A massless spring of constant k=196 N/m is used to suspend the mass M=1.45 kg (including the pulley), as shown in the attached figure. What is the frequency of simple harmonic motion?


Relevant equations
f = 1/period
T = 2pi*sqrt(M/k)
Tension = 1/2Mg

What I tried...
T(tension on spring) = 1/2Mg <-- since each rope has equal tension?? with that, I found that the mass acting on the spring would be M/2 since the tension is half of the weight?? I feel like this may be where I'm going wrong..

f = 1/(period) = (1/2pi)*sqrt(k/m)
f = 2.62 /hz

I know I'm doing something wrong, I'm just not sure how what I need to change. Any explanations would be great!

 

[gneill]

The tension in the rope is going to vary as the mass moves up and down (this should be obvious, as the spring will change length and so must "administer" a force -kΔx accordingly).

Something to consider is the fact that, thanks to the rope and pulley, the other side of the rope (without the spring) is always going to have the same tension as the side with the spring. This assumes a massless pulley without friction or rotational inertia of course.

Since the tension versus displacement is the same for both ropes, the system behaves as though BOTH ropes have a spring in them! So what is the effective spring constant for two springs in parallel?

 

[ineedhelp1234]

Okay that makes a lot of sense :) Would the k of the spring then equal the k of the rope? So k(eff) = 2k ?

 

[gneill]

Okay that makes a lot of sense :) Would the k of the spring then equal the k of the rope? So k(eff) = 2k ?

Strictly speaking the ideal massless rope doesn't have a spring constant, but I understand what you mean Yes, the system behaves as though the "solid" rope were another spring of the same k.
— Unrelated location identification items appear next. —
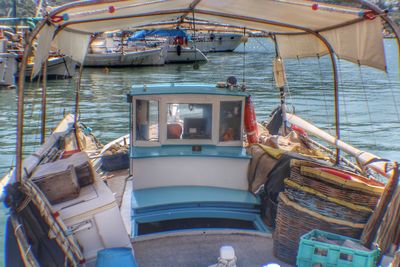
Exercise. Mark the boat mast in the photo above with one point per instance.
(280, 81)
(44, 92)
(20, 106)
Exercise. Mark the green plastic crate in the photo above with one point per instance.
(315, 253)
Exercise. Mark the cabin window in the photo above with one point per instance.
(189, 121)
(147, 120)
(230, 121)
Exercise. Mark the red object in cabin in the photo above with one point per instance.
(299, 130)
(250, 122)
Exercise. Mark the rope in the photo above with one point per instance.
(302, 79)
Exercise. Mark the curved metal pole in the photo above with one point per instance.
(336, 92)
(386, 18)
(20, 107)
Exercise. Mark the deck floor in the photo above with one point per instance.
(202, 250)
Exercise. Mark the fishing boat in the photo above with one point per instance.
(197, 181)
(146, 57)
(217, 41)
(58, 67)
(8, 69)
(105, 52)
(175, 42)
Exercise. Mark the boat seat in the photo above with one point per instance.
(199, 204)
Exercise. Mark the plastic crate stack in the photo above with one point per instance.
(319, 248)
(324, 198)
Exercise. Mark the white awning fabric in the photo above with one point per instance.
(43, 50)
(72, 44)
(352, 36)
(360, 43)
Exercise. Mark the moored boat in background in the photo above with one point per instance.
(170, 202)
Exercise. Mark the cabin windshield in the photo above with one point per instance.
(189, 121)
(147, 113)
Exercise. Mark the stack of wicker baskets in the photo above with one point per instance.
(314, 198)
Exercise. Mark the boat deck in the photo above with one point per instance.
(202, 250)
(116, 181)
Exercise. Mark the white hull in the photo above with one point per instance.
(60, 67)
(8, 69)
(219, 43)
(140, 58)
(186, 55)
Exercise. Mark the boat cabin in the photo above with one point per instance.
(187, 159)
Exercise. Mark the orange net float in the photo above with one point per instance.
(250, 121)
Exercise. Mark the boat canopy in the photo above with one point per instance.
(302, 28)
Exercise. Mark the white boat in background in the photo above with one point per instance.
(184, 54)
(145, 57)
(8, 69)
(200, 181)
(216, 41)
(175, 42)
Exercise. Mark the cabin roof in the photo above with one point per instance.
(183, 88)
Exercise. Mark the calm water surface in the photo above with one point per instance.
(369, 99)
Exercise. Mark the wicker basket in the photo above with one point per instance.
(326, 207)
(293, 221)
(350, 195)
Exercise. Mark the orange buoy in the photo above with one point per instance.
(250, 122)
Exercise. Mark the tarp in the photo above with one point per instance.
(352, 36)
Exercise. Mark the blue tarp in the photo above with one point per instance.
(162, 33)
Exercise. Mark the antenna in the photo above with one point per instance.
(195, 65)
(280, 81)
(244, 56)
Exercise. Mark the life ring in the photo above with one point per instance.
(250, 121)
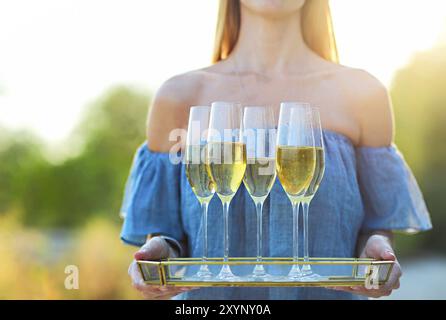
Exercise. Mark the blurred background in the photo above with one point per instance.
(76, 78)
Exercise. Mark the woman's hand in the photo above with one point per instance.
(378, 247)
(156, 248)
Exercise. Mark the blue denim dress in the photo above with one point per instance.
(363, 188)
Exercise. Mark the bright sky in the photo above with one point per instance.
(57, 55)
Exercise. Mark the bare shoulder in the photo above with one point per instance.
(369, 102)
(170, 108)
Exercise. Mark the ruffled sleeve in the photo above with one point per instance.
(151, 202)
(391, 196)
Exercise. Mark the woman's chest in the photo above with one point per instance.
(336, 114)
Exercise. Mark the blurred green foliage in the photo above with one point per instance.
(90, 183)
(419, 96)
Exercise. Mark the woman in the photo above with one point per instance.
(267, 52)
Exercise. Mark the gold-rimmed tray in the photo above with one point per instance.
(331, 272)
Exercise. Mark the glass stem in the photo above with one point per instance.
(259, 209)
(296, 231)
(305, 209)
(226, 230)
(204, 207)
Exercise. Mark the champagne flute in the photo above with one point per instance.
(314, 186)
(295, 162)
(260, 135)
(226, 163)
(197, 174)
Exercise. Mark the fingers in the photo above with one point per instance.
(394, 279)
(154, 249)
(134, 273)
(393, 283)
(378, 247)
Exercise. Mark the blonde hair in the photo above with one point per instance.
(317, 29)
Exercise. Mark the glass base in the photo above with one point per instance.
(204, 273)
(308, 274)
(259, 274)
(226, 274)
(295, 274)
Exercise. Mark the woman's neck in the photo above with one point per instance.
(270, 46)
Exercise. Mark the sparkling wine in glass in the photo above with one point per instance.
(197, 174)
(295, 162)
(314, 186)
(226, 163)
(260, 174)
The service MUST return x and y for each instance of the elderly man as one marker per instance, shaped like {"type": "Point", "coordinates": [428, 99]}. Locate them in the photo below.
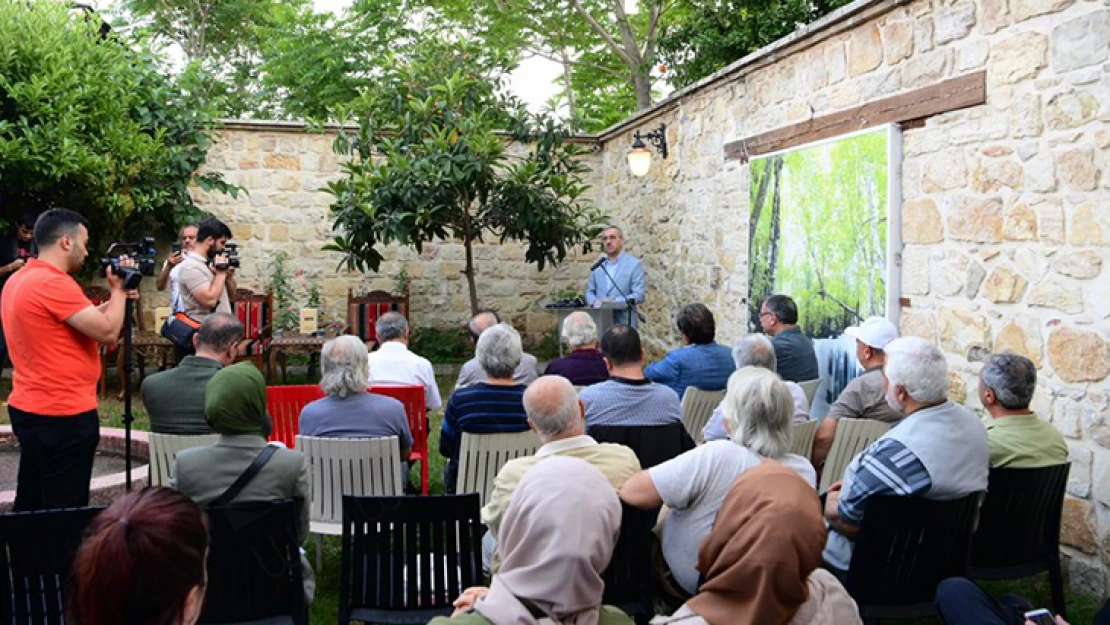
{"type": "Point", "coordinates": [472, 372]}
{"type": "Point", "coordinates": [492, 406]}
{"type": "Point", "coordinates": [700, 362]}
{"type": "Point", "coordinates": [394, 364]}
{"type": "Point", "coordinates": [938, 451]}
{"type": "Point", "coordinates": [755, 350]}
{"type": "Point", "coordinates": [1016, 436]}
{"type": "Point", "coordinates": [558, 419]}
{"type": "Point", "coordinates": [864, 397]}
{"type": "Point", "coordinates": [349, 411]}
{"type": "Point", "coordinates": [627, 397]}
{"type": "Point", "coordinates": [778, 315]}
{"type": "Point", "coordinates": [585, 364]}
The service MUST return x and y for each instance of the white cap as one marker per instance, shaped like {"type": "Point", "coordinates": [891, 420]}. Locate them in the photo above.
{"type": "Point", "coordinates": [875, 332]}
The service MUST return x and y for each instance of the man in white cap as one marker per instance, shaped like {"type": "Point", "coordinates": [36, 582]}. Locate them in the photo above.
{"type": "Point", "coordinates": [864, 397]}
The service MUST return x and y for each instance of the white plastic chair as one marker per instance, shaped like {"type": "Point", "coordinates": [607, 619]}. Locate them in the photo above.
{"type": "Point", "coordinates": [163, 450]}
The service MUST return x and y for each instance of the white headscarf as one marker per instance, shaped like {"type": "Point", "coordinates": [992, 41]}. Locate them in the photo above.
{"type": "Point", "coordinates": [556, 538]}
In reality, that rope and pulley arrangement doubles the force that the mass feels from the spring for a given Δx of the spring.

 

[asteriatic]

Great job on using the relevant equations to try and solve for the frequency of the simple harmonic motion in the given system. However, there are a few errors in your approach. Firstly, the tension in the spring is not equal to half the weight of the mass. The tension in the spring is equal to the weight of the mass plus the weight of the pulley, which is equal to (M+M/2)g = 1.5Mg. This is because the mass of the pulley also contributes to the tension in the spring.

Secondly, when finding the period of the motion, you should use the total mass (M+M/2) instead of just the mass M. This is because the entire system is oscillating, not just the mass M. So the correct equation would be T = 2pi*sqrt((M+M/2)/k).
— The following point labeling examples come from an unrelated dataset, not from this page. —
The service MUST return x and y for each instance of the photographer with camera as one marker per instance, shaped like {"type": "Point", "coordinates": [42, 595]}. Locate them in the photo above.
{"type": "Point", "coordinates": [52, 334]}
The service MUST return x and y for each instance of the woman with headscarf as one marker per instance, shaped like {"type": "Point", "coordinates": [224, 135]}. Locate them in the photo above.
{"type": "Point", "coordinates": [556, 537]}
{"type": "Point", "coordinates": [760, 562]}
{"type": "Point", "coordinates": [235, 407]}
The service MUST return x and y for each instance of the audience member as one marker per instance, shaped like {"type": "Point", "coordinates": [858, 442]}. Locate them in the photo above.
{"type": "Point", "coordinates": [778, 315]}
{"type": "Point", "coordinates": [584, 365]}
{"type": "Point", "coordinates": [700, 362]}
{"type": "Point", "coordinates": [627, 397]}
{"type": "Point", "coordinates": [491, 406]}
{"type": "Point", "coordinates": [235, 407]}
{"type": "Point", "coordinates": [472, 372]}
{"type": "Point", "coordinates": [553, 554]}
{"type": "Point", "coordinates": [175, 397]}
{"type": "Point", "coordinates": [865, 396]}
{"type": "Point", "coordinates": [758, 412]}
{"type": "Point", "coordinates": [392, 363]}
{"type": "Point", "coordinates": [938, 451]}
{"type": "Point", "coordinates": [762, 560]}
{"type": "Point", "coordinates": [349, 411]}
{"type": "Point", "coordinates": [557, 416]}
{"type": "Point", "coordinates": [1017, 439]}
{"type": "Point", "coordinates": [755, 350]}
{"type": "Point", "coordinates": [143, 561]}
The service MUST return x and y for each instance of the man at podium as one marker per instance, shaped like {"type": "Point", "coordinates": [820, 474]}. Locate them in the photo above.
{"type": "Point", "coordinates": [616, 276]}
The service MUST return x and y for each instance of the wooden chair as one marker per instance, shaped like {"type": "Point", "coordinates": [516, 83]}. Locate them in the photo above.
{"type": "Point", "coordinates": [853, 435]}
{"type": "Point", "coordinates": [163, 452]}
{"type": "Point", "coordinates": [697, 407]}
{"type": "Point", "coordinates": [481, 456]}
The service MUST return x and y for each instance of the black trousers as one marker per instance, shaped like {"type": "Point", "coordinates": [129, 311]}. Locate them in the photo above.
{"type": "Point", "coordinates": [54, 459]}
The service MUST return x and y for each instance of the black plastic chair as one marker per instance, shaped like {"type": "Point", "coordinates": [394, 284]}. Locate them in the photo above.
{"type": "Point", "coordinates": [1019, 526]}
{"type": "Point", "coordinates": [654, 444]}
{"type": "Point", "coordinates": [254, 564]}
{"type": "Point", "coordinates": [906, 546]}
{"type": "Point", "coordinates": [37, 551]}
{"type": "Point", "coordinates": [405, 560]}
Finally, when finding the frequency, you should use the equation f = 1/T, which gives a frequency of approximately 2.62 Hz, as you correctly calculated.

In summary, the correct approach would be to use the total mass (M+M/2) and the total tension (1.5Mg) in the relevant equations to find the frequency of the simple harmonic motion in the given system. Keep up the good work!